ここまででPayaraの設定は完了となります。これでいよいよTALONから接続する事が出来るようになりました。この段階でPayaraを再起動します。

TALONでの接続

TALONにログインし、機能構築→テーブル更新権限設定 を開き、検索を押下すると新たにGoogleAnalyticsのテーブル情報が出てきます。扱いたいデータに対して更新チェックを付けて設定ボタンを押下します。

テーブル権限設定

ようやくTALONの機能開発を行えるようになりました。ここまで来ると後は普通にTALONで機能構築するだけです。RDBと同じように扱うことが出来ます。データ表示したり、ガントチャート表示やグラフ・カレンダなどビジュアル的なUIも自由に作ることが出来ます。

ここではまずはデータの一覧参照機能を作ってみます。

メニュー→機能構築→機能設定画面 を開き、新規機能を作ります。

機能IDと機能名をセットしたら、ブロック領域にある「設定」ボタンをクリックしてブロック設定画面に遷移します。SELECT式タブを開き、DB接続先を「jdbc/googleAnalytics」にセットして、ブロック設定画面左下の「SELECT式作成画面」をクリックします。

SELECT式作成画面

ここではSiteContentデータを参照してみます。複数テーブルをSQLでJOINさせる事も可能です。設定ボタンを押下すると以下の様にSELECT文が自動生成されます。このSELECT文を直接編集する事も可能です。

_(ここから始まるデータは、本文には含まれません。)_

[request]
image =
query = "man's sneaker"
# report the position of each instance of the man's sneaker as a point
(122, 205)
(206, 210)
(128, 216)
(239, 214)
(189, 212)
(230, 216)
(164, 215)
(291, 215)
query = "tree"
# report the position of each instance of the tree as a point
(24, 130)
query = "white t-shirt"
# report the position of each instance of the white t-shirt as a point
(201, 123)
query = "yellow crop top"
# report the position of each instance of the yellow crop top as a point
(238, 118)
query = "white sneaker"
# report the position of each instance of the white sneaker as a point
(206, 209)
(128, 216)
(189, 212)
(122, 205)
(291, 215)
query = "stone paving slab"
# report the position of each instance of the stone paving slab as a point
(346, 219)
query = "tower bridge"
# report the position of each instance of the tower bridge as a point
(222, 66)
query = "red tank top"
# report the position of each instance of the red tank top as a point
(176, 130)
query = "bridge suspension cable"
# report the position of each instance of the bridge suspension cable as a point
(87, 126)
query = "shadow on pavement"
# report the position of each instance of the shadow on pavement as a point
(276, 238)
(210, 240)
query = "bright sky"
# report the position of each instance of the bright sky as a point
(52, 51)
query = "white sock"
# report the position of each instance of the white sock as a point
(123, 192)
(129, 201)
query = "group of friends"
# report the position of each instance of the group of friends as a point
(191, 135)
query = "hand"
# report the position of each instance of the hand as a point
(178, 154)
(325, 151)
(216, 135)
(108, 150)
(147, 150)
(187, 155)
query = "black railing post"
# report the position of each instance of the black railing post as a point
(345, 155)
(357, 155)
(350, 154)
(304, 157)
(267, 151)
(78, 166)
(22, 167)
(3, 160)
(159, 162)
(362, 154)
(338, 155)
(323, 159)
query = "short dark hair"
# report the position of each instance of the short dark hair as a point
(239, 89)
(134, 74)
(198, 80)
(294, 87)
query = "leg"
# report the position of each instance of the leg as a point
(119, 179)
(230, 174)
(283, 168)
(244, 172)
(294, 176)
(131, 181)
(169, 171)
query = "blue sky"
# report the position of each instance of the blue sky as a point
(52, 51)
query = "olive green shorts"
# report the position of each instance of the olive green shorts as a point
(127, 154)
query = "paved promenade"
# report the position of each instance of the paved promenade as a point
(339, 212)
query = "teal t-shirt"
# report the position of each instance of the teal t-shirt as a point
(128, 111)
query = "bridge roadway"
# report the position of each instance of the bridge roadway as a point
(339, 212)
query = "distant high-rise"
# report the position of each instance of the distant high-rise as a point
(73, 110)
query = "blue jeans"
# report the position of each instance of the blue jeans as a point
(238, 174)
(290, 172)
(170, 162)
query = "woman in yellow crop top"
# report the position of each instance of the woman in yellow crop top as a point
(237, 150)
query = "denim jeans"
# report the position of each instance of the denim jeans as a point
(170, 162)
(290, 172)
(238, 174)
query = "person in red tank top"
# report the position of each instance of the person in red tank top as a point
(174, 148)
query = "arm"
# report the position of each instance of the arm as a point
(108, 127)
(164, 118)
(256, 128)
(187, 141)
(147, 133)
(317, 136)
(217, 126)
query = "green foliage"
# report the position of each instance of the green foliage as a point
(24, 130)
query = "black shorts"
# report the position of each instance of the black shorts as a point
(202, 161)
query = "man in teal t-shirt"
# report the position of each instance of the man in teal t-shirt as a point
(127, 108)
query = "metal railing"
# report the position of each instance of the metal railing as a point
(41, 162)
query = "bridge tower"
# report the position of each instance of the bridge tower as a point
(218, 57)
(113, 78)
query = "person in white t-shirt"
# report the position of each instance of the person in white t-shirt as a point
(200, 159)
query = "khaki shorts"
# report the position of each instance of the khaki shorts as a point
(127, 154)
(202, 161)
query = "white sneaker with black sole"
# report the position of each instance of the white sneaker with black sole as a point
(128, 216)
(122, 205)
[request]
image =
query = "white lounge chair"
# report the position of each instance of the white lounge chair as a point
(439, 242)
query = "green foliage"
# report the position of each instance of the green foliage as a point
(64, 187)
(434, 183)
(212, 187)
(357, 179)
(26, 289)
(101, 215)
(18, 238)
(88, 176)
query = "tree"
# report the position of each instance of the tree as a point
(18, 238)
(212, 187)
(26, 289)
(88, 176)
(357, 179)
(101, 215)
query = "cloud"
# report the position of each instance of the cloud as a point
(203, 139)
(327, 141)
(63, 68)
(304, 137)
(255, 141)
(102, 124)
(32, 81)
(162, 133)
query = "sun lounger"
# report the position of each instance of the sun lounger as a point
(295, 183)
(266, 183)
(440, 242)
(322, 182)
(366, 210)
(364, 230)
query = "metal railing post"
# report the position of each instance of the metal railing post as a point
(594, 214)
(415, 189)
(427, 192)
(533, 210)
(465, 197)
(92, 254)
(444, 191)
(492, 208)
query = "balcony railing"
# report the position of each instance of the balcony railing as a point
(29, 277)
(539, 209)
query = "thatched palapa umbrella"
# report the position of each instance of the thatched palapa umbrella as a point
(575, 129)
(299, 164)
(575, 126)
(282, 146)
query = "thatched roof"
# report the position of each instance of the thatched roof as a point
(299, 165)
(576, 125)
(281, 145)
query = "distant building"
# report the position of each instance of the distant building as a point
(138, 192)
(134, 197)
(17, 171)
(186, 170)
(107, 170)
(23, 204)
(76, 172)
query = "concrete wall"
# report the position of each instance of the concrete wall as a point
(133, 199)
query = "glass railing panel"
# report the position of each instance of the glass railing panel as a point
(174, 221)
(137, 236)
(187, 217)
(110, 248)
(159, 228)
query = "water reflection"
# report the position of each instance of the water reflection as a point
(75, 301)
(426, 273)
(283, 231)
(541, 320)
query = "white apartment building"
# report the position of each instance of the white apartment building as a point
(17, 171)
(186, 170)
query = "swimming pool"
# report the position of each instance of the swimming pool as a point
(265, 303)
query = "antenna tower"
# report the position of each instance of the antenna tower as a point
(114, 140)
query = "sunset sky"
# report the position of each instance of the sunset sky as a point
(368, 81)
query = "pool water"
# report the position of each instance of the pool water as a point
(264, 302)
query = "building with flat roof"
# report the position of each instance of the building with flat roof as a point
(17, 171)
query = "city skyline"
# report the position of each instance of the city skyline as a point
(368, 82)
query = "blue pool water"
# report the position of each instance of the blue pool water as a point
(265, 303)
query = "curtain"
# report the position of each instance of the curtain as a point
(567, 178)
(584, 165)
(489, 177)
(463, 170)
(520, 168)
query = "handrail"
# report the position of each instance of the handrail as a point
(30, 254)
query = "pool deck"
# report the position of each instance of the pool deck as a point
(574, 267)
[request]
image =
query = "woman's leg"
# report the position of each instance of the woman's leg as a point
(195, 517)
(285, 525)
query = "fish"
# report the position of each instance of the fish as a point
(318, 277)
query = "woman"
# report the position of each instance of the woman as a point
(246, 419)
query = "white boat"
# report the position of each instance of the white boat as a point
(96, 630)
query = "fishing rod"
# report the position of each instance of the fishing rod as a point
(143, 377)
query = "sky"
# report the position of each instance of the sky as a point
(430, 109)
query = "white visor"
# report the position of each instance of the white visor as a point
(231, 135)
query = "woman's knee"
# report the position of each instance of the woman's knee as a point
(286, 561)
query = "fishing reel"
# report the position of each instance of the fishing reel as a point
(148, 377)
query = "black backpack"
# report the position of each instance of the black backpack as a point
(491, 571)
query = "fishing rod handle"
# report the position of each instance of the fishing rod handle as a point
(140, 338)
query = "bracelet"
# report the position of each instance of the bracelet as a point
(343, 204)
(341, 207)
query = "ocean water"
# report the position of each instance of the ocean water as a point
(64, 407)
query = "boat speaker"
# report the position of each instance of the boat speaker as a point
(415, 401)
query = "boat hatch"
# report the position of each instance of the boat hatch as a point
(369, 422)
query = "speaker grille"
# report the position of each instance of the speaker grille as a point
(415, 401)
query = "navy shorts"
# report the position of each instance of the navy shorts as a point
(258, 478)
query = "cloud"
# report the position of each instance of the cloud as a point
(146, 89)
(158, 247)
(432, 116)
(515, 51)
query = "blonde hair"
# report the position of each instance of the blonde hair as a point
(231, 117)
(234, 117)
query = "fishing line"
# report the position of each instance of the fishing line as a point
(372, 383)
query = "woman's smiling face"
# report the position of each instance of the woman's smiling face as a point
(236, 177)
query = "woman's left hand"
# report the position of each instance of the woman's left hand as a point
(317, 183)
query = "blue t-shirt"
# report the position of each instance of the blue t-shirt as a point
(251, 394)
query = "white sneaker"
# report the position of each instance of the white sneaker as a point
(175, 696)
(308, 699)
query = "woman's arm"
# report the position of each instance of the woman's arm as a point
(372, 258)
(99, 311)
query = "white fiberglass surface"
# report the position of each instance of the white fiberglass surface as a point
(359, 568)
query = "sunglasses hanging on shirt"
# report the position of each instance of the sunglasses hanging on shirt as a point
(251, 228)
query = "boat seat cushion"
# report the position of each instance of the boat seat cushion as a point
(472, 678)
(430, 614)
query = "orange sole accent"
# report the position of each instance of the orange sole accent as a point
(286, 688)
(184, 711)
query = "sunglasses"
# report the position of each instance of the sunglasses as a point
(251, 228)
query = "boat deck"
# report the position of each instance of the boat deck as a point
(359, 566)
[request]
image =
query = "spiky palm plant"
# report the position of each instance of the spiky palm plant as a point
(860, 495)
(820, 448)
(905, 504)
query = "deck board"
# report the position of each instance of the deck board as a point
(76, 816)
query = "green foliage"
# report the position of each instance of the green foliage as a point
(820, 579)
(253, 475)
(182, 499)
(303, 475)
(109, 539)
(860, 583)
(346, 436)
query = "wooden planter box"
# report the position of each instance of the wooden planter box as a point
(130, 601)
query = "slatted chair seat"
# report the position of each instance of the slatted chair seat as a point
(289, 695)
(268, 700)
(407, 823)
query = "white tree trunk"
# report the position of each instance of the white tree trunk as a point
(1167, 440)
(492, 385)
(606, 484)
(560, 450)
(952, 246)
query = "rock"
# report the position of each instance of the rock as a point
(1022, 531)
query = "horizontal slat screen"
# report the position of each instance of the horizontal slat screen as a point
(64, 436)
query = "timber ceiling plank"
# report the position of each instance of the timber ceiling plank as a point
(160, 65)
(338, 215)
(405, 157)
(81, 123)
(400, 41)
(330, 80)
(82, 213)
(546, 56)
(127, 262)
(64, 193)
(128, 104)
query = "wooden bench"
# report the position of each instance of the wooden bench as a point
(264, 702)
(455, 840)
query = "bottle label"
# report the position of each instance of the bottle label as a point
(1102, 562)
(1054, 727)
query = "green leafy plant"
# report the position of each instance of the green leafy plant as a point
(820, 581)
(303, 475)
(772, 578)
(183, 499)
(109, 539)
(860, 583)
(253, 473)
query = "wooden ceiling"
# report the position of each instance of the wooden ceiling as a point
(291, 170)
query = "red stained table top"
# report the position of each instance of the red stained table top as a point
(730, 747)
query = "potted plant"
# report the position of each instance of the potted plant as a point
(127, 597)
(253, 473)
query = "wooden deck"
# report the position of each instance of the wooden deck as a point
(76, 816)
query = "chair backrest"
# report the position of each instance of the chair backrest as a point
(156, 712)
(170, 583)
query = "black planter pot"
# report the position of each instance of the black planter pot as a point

画面左下の「項目情報生成」をクリックし、「項目情報」タブを確認します。

後は必要に応じて検索条件を付けたり、TALONの設定をします。右下の「設定」ボタンを押下して、機能構築のメイン画面に戻ります。ユーザグループの権限設定を行い、右下の「設定」ボタンを押下して機能構築が完成になります。

画面上部にある「PREVIEW」ボタンをクリックしてTALONの機能を開きます。

以下のようにデータが検索できることが確認できました。

データ参照

これでTALONからGoogleAnalyticsに接続してデータ参照するまでの設定が出来ました。後は複数のデータをSELECT文結合して複雑な分析を行ったり、グラフやガントチャート、カレンダで表示したりという風に色々な機能を作ってみて下さい。以下、様々な画面イメージのサンプルです。

ダッシュボード
IoTイメージ
カレンダイメージ

今回はGoogle Analyticsの接続をご紹介しましたが、Google系のサービスであれば基本的に同じ流れで設定できますので是非色々とチャレンジしてみてください!また、Google系だけでなく、その他240種類以上のサービスとも接続可能ですので是非ご検討ください。

おわりに

ここまででTALONへの接続についての説明は終了になります。最後に、CDataドライバを使う際にCDataの接続アプリなどを利用せずに、独自のアプリケーションだけでOAuth認証を行う場合の手順を備忘録として残しておきます。※TALONの接続では特に利用する必要は無い方式ですが、念のため。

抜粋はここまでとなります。